Summary: The City of Bergen, Norway, is one of those places that charms you into wanting to return. It has a lovely feel to it even though many tourists stop here on their way to visit Norway's famous fjords. In looking back at this trip, this was the one spot we definitely agreed would be worth a second visit. With quant shops, cobblestone streets, great restaurants, and beautiful mountains surrounding this small City, there's a little bit of everything in one place. On our only full day in central Bergen, we took two tours, one walking tour through the City, and one boat tour through the neighboring fjord. This "best of" Bergen experience definitely left us wanting more.

[This blog is part of a 3-days in Bergen, Norway, series, which is part of our 15-days in Northern Europe trip].

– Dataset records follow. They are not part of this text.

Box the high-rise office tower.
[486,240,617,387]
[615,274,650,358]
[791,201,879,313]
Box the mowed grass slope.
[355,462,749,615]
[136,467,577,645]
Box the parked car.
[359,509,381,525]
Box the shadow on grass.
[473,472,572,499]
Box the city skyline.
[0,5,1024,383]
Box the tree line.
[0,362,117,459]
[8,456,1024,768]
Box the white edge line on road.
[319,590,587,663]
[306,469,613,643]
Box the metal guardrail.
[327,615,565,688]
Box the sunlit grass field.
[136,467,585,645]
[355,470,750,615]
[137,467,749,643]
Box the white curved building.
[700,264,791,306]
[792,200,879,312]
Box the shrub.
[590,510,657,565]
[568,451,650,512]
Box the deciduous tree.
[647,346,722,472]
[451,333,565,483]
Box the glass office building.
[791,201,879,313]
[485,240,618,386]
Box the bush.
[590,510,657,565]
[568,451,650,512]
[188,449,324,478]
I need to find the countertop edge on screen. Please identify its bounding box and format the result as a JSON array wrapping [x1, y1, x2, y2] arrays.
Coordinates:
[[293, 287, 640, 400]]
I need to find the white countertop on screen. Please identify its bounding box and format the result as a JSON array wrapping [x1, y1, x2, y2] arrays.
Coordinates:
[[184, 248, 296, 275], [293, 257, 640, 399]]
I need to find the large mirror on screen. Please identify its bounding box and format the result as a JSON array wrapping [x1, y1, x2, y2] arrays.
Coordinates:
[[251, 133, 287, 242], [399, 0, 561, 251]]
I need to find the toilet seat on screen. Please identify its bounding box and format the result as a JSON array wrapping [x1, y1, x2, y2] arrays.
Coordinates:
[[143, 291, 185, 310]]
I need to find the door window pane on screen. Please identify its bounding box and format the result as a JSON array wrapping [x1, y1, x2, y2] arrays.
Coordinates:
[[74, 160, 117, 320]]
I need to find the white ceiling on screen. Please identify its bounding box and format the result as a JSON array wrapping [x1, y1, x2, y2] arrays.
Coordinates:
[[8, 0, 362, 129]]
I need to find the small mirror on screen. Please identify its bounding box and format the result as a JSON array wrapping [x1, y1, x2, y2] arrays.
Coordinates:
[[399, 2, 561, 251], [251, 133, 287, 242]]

About Bergen. Norway's population lives primarily in small villages. To give you an idea of just how rural Norway is, the City of Bergen is the second largest city but has a population of less than 300,000. One guide told us that this way of life contributed to their "keep to themselves," Norwegian personalities that can feel rude especially to Americans. We heard about this generalization before but at least as a tourist, we didn't run across this. For example, when we dropped into a CrossFit class in central Bergen, the members were very welcoming. The City itself is an old trading hub. Dating at least back to the 11th century, the City's ideal location continues to contribute to its success, with over 300 cruise ships using Bergen as a port of call. Don't let that stop you, though, as the City is large enough to handle the influx of visitors.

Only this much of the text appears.